Is there any evidence of the causal influence of absence? It might be argued that the absence of food in our stomachs causes us to seek sustenance; or that a lack of time causes lateness; or that a hole on a beach causes sand to infill the void; or that the absence of aerodynamic lift causes an airplane to fall from the sky. All of these instances, and many more that we could enumerate, are seemingly plausible examples of the causal influence of absence. However, on inspection, many turn out to be cases of commonplace causality. A decrease in blood glucose, triggers hunger; lateness is caused by an over abundance of things to be done and falling is caused by the release of potential energy. 

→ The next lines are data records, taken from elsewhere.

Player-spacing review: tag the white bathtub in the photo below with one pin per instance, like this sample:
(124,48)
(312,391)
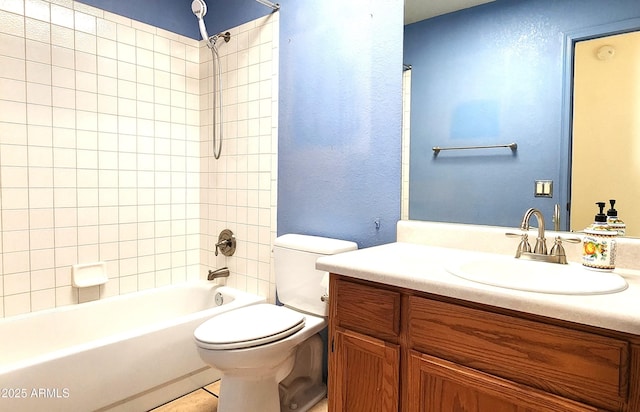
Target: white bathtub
(130,352)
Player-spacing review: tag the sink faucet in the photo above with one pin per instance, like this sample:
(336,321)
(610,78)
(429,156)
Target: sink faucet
(541,242)
(218,273)
(557,253)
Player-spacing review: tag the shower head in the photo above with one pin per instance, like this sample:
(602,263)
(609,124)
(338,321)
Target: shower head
(199,8)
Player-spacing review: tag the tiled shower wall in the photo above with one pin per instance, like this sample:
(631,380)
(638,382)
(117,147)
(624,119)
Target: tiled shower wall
(239,190)
(100,156)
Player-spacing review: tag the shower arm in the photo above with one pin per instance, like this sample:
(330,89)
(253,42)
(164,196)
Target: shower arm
(274,6)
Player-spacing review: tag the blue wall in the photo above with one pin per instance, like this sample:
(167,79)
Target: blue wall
(492,74)
(339,110)
(340,119)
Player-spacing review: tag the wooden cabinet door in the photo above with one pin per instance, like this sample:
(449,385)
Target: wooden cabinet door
(364,374)
(437,385)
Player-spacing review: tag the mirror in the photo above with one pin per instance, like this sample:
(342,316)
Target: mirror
(495,74)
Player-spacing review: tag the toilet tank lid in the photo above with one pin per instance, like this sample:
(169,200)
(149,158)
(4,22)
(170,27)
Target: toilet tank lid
(314,244)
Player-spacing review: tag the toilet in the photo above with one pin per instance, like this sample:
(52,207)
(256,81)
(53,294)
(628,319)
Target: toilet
(270,356)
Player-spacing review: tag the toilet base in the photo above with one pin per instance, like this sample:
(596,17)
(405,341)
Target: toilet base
(303,387)
(244,394)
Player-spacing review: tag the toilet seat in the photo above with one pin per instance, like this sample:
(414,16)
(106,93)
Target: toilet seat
(248,326)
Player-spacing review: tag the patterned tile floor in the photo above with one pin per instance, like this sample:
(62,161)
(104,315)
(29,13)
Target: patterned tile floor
(206,400)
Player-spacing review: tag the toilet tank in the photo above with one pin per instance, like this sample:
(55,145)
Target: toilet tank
(298,283)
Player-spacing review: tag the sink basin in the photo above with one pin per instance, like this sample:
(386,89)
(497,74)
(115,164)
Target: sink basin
(509,272)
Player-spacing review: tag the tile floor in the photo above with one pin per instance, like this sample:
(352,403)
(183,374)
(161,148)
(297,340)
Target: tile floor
(206,400)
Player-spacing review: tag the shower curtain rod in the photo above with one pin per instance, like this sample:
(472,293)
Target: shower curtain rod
(274,6)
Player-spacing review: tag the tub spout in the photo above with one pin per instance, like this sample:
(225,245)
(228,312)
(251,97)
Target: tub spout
(218,273)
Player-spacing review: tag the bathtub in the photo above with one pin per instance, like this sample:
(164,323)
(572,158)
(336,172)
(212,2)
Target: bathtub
(130,352)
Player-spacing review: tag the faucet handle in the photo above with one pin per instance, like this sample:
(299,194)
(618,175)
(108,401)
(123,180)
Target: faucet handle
(558,250)
(524,246)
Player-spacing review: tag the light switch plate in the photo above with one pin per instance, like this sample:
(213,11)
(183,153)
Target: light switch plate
(543,188)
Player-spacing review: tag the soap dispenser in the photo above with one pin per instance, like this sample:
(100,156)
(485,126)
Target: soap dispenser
(599,243)
(614,221)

However, the last example mentioned above is far from clear-cut. Some theorists would claim that the release of potential energy is due to an absence of physical support. There seems to be growing theoretical uncertainty over whether such instances are the result of an oversimplification in description or whether there genuinely are cases of negative causation. Personally, I'm not sure - though I suspect that the fault is linguistic in originIf exhaustive detail were necessary to describe the causal history of even the most basic state of affairs, the chain of causes would lead inexorably to the Big Bang. Abstraction in description is therefore both necessary and inevitable. At some point even the most exhaustive account falls silent. The concept of absence then, like the concept of zero, is a tool that has proven to have enormous efficacy for us. Yet unlike the concept of zero, which is only ever acquired through education, there is evidence to suggest that human infants display an awareness of absence from a very early age and many animals also behave in ways that suggest a capacity to register absence.

Do these glimmerings constitute the rudimentary evidence of conceptual capacities, of proto-linguistic thought? Perhaps, but we should be wary. If we wish to provide a coherent causal theory of absence we will first need to explain the causal relations that lead to attributions of absence.

I have written previously of another philosopher, Anya Farennikova, who takes the view that we literally perceive absence. Farennikova contends that we possess mental states in which absences are represented. There is a serious problem with this theory though, and it is a difficulty reflected in the issues Pettersson brings to light. To assume that an inner representation represents absence requires this absence to have causal influence, thus violating the laws of causality.

The alternative is to view absence not as a causal entity of any kind but as the name we give to the common mismatch we find between what we expect and what we actually perceive. So, when we say that an infant or animal exhibits awareness of absence, what we really mean is that they are capable of forming expectations and of being surprised when these  do not apply.

Absence is an enormously powerful and convenient concept, but the fact that we can treat such abstractions as concrete entities is no cause to invoke causality where none is possible. As far as images go, even the most explicit absence can only be recognised as such if we are capable of a contrasting expectation: of describing, delineating or selecting a substitute of that which is absent, of the actual presence envisaged.
Or, as Carl Sagan said (admittedly in a completely different context): "Absence of evidence is not evidence of absence."